Linking text corpus with nena website

codykingham commented 3 years ago

From @dirkroorda:

We need:

a feature on texts that contains the number used to identify it on the website a feature on lines that contains the number used to identify it on the website

Some items that should be addressed alongside this:

Integration is needed between the texts in the text corpus and the texts in the website. There is currently no active connection. Therefore, we cannot assume that the texts on the website are the same. In fact, a lot of normalizing has taken place on this side of things.

All of this depends on resolving the issue I've just filed over at the NENA Corpus repo: https://github.com/CambridgeSemiticsLab/nena_corpus/issues/9

dirkroorda commented 3 years ago

I need a diagram. Where is the ur-data? How does that go into the website? What data is used to generate the TF data? How do the updates fit in?

Is there a non-web-facing program somewhere that processes updates and offers data to the website?

codykingham commented 3 years ago

The Ur-data for the current TF corpus can be found under https://github.com/CambridgeSemiticsLab/nena_corpus/tree/master/sources/msdoc2html/dialects

It is a set of MS doc files converted to HTML, and then to .nena markup format. The issue here is that some of these texts have been inserted separately into the website, long ago. The problem is that the insertions were made without any kind of strict formatting; some of the texts were dirtied with HTML tags; and for some there were other formatting issues like defunct character codes. I believe James has cleaned up much of this.

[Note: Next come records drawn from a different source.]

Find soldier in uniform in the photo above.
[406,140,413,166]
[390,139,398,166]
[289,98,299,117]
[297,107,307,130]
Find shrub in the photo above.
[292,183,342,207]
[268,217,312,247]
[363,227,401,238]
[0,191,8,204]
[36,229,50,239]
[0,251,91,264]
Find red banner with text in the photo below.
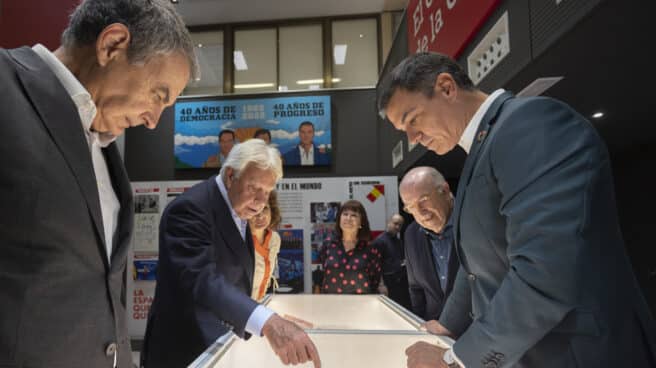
[406,0,499,59]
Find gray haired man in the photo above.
[0,0,197,368]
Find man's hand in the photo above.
[419,319,455,339]
[262,314,321,368]
[405,340,448,368]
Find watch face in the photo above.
[442,350,456,365]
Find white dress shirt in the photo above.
[458,88,505,154]
[32,44,121,263]
[298,144,314,165]
[216,175,275,336]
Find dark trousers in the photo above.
[383,267,412,310]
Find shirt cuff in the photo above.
[245,305,275,336]
[449,348,467,368]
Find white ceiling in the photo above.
[176,0,408,26]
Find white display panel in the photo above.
[266,294,417,331]
[208,332,437,368]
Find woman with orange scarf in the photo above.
[248,192,281,302]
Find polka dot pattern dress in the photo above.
[319,239,381,294]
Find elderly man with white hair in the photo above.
[399,166,458,334]
[143,139,321,368]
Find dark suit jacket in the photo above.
[0,47,133,368]
[371,231,405,275]
[143,176,257,368]
[282,144,330,166]
[403,221,458,321]
[440,93,656,368]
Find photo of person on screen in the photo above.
[282,121,330,166]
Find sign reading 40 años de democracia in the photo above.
[174,96,332,169]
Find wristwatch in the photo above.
[442,349,460,368]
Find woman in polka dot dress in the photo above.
[320,200,381,294]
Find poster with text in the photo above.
[174,96,332,169]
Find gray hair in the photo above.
[378,52,476,120]
[61,0,200,79]
[219,138,282,181]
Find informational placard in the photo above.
[406,0,499,59]
[174,96,332,169]
[127,181,198,338]
[127,176,399,338]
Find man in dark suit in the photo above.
[142,139,321,368]
[399,166,458,324]
[0,0,196,368]
[378,53,656,368]
[282,121,330,166]
[371,213,410,309]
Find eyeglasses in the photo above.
[403,188,444,215]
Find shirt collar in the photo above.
[420,217,452,239]
[32,44,116,147]
[215,175,247,238]
[458,88,505,154]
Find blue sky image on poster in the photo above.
[174,96,332,169]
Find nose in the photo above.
[145,108,162,129]
[405,128,422,144]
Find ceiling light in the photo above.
[232,50,248,70]
[333,45,347,65]
[296,78,342,84]
[235,83,274,89]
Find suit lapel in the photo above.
[206,176,255,287]
[452,92,513,254]
[10,47,106,254]
[420,230,444,298]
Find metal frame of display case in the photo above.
[188,295,453,368]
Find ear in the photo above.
[223,167,235,189]
[434,73,457,100]
[96,23,130,66]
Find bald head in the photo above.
[399,166,453,233]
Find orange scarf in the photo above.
[253,230,273,300]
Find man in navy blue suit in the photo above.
[282,121,330,166]
[399,166,458,324]
[378,53,656,368]
[142,139,321,368]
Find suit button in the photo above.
[105,342,116,356]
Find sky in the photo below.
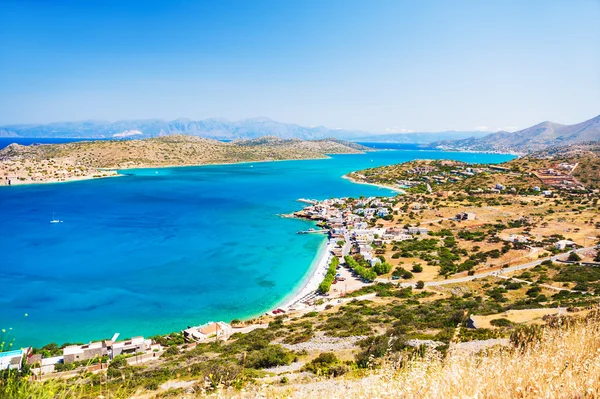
[0,0,600,133]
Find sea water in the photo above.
[0,150,512,346]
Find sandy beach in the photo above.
[277,241,332,312]
[342,175,406,194]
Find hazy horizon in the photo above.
[0,0,600,134]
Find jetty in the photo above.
[296,198,319,205]
[298,229,329,234]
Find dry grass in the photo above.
[218,317,600,399]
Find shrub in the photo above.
[304,352,347,377]
[246,345,294,369]
[490,317,513,327]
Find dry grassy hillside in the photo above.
[0,135,367,184]
[251,314,600,399]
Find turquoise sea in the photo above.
[0,150,512,346]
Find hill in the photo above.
[0,135,369,184]
[353,130,488,144]
[432,115,600,154]
[0,118,368,140]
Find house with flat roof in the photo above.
[183,321,233,342]
[0,349,29,370]
[63,342,108,364]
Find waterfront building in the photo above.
[183,321,233,342]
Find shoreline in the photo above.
[0,152,342,187]
[342,175,406,194]
[276,239,332,313]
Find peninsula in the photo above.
[9,143,600,398]
[0,135,370,185]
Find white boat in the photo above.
[50,212,62,223]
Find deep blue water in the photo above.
[0,151,512,345]
[358,141,435,151]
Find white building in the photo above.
[554,240,575,250]
[0,349,28,370]
[183,321,233,341]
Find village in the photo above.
[0,157,600,396]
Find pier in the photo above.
[298,229,329,234]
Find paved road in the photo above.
[394,246,596,287]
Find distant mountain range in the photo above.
[353,130,489,144]
[0,118,366,140]
[0,118,485,144]
[431,115,600,154]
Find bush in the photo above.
[490,317,512,327]
[373,262,392,276]
[246,345,294,369]
[317,256,340,294]
[304,352,347,377]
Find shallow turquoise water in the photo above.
[0,151,512,345]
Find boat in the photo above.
[50,212,62,223]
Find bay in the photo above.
[0,150,513,346]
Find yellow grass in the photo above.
[234,318,600,399]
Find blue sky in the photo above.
[0,0,600,132]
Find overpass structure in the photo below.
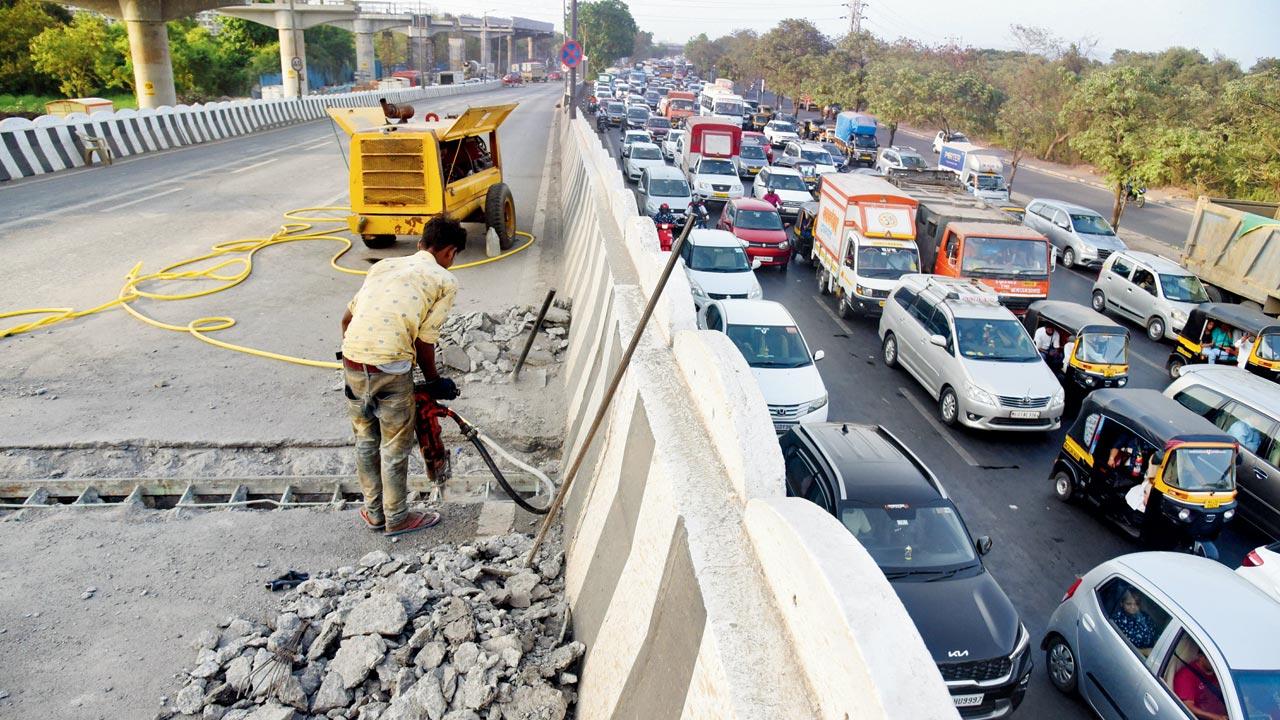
[59,0,554,109]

Are all of the texts in TF in the database? I don't know yet. If not, they should be added—probably via the upload tool of James, and probably by the researchers, not us.

That leaves the next step: at some point the TF data should become a fully mirrored version of everything in the database. For that to happen, we need to connect the parts of the pipeline for the first time, run it, fix any issues, and issue the first version that reflects the server-side data.

dirkroorda commented 3 years ago

@jamespstrachan Apart from the fundamental things: the best concrete step now would be a feature on text nodes, say textid that provides the number that is in the url to the audio page of that text. I mean the 93 in https://nena-staging.ames.cam.ac.uk/audio/93/. Then I can generate links from search results back to audio pages. Even better: I generate https://nena-staging.ames.cam.ac.uk/audio/93/#8 if the result is on line 8, assuming that what I know in TF as the line number (line_number) agrees with what the audio page shows as the line number..

jamespstrachan commented 3 years ago

It's my understanding that the text_id and the line_number are what you need to compile a return url. I imaging we'd want to provide you with a return url template string, eg "https://nena-whatever.ames.cam.ac.uk/audio/{{text_id}}/#{{line_number}}" rather than TextFabric having any knowledge of our instance.

Perhaps you can suggest a spec for passing this in to TF and I'll see how easily I can thread it from my site code through Cody's pipeline script?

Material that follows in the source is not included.